Nach der Matura arbeitete er in einer Krakauer Buchhandlung und studierte gleichzeitig Mathematik als Autodidakt. Zwischen 1911 und 1913 studierte er am Polytechnikum in Lwow und legte ein Teilexamen, das sogenannte Halbdiplom, ab.
Nach Ausbruch des Ersten Weltkriegs arbeitete er als Aufseher beim Strassenbau. Nach seiner Rückkehr nach Krakau verdiente er seinen Lebensunterhalt mit Nachhilfestunden; er studierte weiterhin auf eigene Faust.
Im Jahre 1916 begann der Mathematiker Steinhaus, sich für Banach zu interessieren, den er zufällig kennengelernt hatte. Ihre Bekanntschaft mündete in eine gemeinsame Publikation und in eine langjährige Zusammenarbeit. Dank Steinhaus' Bemühungen erhielt Banach 1920 eine Assistenzstelle (bis 1922) am Lehrstuhl für Mathematik an der Abteilung für Mechanik des Politechnikum Lwow, bei Lomnicki. Im gleichen Jahr legte er seine Doktorprüfung ab, und zwar an der Jan Kazimierz-Universität in Lwow, mit der Doktorarbeit "Sur les opérations dans les ensembles abstraits et leur application aux équations intégrales" (Fundamenta Mathematicae 3, 1922). Mit den fundamentalen Sätzen, die diese Arbeit enthält, schuf er ein neues Gebiet der Mathematik, die Funktionalanalysis.
Er habilitierte sich im Jahre 1922 an der Jan Kazimierz-Universität (Beschluss des Abteilungsrates vom 30. Juni) und wurde am 22. Juli des gleichen Jahres ausserordentlicher Professor, 1927 wurde er Ordinarius. Zwischen 1922 und 1939 war er Vorsteher des Zweiten Lehrstuhls für Mathematik der Jan Kazimierz-Universität.
Nach dem Einmarsch der Roten Armee 1939 verblieb er an der Franka-Universität als Vorsteher des Ersten Lehrstuhls für Mathematische Analysis (1939-1941 und 1944-1945). Zwischen 1939 und 1941 war er zusätzlich Dekan der Philosophischen Abteilung dieser Universität.
Er war ein exzellenter Vortragender, Autor vieler Lehrbücher, darunter auch Schulbücher für Mittelschulen.

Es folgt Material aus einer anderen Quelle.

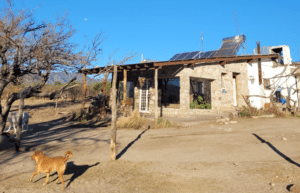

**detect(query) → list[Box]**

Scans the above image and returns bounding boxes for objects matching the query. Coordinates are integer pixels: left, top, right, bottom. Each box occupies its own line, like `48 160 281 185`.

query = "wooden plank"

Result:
110 66 117 160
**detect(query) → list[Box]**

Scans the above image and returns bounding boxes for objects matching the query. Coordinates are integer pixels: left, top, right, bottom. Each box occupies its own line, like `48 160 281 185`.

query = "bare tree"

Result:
0 0 102 137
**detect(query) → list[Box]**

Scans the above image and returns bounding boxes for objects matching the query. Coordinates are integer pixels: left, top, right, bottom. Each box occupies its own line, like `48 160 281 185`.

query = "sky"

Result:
0 0 300 66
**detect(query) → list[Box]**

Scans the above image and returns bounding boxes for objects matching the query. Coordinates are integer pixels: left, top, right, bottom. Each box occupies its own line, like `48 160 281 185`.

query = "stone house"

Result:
80 36 288 117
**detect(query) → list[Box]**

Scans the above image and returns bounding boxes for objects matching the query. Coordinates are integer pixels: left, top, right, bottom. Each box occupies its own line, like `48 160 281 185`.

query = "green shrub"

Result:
156 117 171 128
190 96 211 109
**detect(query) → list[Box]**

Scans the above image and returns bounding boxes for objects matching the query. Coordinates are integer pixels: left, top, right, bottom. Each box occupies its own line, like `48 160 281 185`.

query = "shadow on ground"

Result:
116 125 150 159
33 161 100 188
252 133 300 167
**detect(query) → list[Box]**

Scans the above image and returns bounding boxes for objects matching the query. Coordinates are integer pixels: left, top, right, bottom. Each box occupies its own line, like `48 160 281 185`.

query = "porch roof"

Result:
79 54 282 74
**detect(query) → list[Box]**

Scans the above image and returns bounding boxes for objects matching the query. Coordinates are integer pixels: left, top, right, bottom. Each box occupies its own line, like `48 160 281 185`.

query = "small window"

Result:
264 79 271 90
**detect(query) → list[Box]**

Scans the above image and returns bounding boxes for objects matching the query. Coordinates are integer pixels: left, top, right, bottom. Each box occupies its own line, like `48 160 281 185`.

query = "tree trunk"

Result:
110 65 118 160
15 93 24 151
100 76 107 119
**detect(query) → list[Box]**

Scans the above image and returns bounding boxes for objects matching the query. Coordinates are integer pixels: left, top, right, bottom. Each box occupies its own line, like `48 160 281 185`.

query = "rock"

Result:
224 128 232 132
216 118 226 124
222 111 233 119
290 184 300 193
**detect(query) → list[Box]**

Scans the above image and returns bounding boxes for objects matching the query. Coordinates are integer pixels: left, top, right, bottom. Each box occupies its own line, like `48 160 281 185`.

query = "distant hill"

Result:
24 72 111 84
47 72 110 84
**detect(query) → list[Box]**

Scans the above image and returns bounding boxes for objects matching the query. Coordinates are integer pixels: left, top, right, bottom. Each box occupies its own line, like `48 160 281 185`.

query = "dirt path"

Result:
0 102 300 193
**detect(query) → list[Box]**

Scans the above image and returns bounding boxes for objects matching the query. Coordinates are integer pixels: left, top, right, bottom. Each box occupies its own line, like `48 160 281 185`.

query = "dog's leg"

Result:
30 169 39 182
58 174 65 190
55 177 60 184
43 173 50 186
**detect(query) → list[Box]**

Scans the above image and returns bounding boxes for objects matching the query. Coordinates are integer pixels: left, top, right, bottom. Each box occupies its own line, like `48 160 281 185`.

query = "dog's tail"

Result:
64 151 73 162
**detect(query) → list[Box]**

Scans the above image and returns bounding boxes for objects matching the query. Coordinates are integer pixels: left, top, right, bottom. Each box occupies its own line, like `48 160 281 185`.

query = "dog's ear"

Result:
34 151 43 155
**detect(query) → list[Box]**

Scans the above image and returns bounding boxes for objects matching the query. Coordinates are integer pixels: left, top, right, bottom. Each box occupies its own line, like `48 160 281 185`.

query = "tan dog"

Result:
30 151 73 190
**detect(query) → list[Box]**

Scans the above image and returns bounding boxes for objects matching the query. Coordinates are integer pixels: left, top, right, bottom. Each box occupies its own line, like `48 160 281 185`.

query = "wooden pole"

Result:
123 69 127 116
154 68 158 127
110 65 118 160
82 73 87 108
256 42 262 85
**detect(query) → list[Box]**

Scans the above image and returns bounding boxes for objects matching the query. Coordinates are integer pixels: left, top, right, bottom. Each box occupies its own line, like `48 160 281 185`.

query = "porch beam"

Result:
154 54 278 66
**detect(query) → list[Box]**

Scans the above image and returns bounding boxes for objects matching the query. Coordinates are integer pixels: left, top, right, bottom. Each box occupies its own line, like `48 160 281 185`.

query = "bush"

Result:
263 105 285 117
239 106 262 117
117 109 145 129
156 117 171 129
190 96 211 109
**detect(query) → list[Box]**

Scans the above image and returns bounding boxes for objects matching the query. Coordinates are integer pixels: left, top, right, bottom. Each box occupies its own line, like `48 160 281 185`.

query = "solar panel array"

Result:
170 35 246 61
170 50 216 61
214 35 246 57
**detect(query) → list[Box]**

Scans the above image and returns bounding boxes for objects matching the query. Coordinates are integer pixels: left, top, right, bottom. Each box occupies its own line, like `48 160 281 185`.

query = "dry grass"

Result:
117 110 146 129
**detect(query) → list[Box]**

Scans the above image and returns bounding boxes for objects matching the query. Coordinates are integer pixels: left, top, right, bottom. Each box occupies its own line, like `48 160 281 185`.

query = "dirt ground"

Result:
0 101 300 193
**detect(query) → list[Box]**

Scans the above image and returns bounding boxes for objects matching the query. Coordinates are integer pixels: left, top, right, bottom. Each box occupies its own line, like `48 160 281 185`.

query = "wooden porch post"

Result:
82 73 87 108
154 68 158 127
110 65 118 160
123 69 127 116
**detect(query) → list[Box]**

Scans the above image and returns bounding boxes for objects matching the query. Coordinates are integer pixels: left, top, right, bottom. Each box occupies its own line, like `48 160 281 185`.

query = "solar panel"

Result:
184 51 200 59
176 52 190 60
170 54 180 60
200 50 216 58
170 35 246 61
214 35 246 57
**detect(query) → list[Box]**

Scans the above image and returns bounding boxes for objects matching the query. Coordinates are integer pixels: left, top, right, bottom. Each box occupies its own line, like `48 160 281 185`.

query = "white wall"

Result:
248 46 298 108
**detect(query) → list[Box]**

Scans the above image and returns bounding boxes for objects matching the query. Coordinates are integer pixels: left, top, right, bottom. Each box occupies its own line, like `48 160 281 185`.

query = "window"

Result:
264 79 271 90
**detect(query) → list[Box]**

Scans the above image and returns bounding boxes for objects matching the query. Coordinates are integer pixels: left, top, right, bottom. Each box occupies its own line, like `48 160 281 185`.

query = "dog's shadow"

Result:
42 161 100 188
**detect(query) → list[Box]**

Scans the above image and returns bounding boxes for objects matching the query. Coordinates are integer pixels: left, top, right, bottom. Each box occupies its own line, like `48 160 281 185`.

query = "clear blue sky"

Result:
0 0 300 66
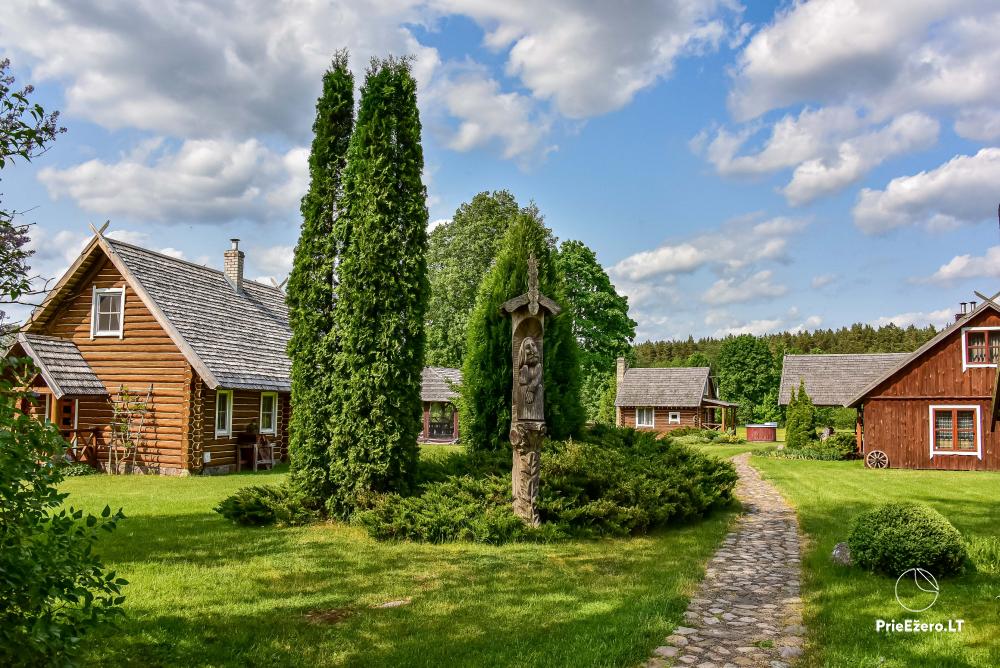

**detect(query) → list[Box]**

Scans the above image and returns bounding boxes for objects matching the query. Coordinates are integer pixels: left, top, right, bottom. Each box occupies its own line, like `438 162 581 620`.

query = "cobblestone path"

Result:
646 454 805 668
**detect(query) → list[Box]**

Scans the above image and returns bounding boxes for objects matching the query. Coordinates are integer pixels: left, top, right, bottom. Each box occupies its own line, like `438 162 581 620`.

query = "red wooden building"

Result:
780 300 1000 471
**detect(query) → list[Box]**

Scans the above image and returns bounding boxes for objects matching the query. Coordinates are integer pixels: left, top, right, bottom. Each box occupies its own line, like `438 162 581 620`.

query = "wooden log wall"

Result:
201 389 291 470
35 259 191 472
621 406 703 434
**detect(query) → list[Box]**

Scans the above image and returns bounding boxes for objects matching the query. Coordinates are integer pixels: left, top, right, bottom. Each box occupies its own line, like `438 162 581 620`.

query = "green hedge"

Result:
847 501 969 576
353 427 737 543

In seinen ersten Arbeiten behandelte er Fourierreihen; in der ersten gemeinsam mit Steinhaus verfassten Arbeit ... Konvergenz im Mittel der Teilsummen einer Fourierreihe und entschied es negativ... orthogonale Funktionen und Reihen, Maxwell-Gleichungen, Ableitungen messbarer Funktionen, Masstheorie. In seiner Doktorarbeit, die 1922 erschien, und in der Monographie "Théorie des opérations linéaires" definierte er axiomatisch den Raum, der später nach ihm benannt wurde, den Banachraum, er legte die endgültigen Grundlagen zur Funktionalanalysis, bewies ihre fundamentalen Sätze, führte die entsprechende Terminologie ein, die heute auf der ganzen Welt verbindlich ist, hielt die erste Vorlesung über Funktionalanalysis.

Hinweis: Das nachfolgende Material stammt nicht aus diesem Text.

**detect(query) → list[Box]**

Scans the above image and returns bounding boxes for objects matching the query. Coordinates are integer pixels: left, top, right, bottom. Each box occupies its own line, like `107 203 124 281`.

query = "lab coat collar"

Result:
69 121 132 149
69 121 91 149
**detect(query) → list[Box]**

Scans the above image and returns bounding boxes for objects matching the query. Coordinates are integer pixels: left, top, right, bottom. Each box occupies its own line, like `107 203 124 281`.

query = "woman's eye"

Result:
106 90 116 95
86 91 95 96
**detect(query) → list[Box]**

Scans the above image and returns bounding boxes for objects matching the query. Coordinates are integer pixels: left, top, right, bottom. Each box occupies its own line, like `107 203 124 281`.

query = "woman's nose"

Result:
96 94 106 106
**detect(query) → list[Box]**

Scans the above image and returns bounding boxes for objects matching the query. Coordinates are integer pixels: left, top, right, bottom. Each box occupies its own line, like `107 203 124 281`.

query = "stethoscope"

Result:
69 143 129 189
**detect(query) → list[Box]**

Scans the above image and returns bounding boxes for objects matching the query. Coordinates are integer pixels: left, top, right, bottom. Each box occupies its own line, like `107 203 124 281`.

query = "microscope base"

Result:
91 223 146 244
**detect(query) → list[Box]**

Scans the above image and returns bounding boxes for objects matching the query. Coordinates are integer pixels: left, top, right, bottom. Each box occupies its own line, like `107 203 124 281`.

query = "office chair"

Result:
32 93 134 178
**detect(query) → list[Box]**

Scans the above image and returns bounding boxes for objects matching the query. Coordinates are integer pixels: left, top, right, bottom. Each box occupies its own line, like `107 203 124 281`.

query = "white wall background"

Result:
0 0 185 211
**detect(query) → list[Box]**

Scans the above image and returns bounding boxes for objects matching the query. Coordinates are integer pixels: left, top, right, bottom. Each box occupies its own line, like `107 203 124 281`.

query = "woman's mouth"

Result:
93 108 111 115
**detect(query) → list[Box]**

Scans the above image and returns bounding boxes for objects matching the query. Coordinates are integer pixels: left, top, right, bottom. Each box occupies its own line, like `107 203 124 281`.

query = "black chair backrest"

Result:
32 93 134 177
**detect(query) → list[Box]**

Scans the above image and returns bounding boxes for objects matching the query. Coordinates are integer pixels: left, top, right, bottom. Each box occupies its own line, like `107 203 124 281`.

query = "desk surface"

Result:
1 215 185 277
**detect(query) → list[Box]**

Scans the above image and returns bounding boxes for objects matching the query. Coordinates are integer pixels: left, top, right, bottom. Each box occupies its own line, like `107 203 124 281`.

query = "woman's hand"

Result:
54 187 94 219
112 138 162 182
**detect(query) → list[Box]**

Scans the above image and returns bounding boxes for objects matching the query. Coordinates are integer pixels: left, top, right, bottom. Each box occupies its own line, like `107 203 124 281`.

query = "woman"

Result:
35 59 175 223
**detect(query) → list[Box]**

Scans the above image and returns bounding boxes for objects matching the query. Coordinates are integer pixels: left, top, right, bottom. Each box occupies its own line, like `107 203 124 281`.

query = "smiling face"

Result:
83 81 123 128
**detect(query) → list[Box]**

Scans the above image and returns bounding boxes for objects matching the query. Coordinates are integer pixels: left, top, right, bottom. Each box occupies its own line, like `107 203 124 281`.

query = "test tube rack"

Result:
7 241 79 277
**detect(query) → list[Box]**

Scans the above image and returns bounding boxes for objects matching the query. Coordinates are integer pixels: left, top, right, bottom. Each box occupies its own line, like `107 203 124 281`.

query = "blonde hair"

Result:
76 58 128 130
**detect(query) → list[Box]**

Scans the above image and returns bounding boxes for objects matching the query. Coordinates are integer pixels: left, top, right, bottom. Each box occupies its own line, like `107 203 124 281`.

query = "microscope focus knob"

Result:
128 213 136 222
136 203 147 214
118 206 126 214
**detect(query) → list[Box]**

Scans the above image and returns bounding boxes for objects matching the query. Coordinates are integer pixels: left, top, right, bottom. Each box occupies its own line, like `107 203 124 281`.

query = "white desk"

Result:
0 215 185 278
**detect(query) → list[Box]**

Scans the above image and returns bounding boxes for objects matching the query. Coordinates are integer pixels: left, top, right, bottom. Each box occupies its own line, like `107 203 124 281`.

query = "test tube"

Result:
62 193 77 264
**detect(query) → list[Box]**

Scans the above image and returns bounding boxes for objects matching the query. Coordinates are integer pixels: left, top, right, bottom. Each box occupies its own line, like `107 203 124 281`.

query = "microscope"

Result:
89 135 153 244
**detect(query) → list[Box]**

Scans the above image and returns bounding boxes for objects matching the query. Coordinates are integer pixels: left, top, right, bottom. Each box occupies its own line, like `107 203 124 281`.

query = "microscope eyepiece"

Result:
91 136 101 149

Er verfasste über 60 wissenschaftliche Arbeiten und fand zahlreiche Theoreme, die von fundamentaler Bedeutung für viele Gebiete der Mathematik sind. Banachs Arbeitsstil, seine aussergewöhnliche wissenschaftliche Intuition, seine Direktheit und Offenheit erlaubten ihm, zusammen mit Steinhaus die mathematische Schule von Lwow zu begründen.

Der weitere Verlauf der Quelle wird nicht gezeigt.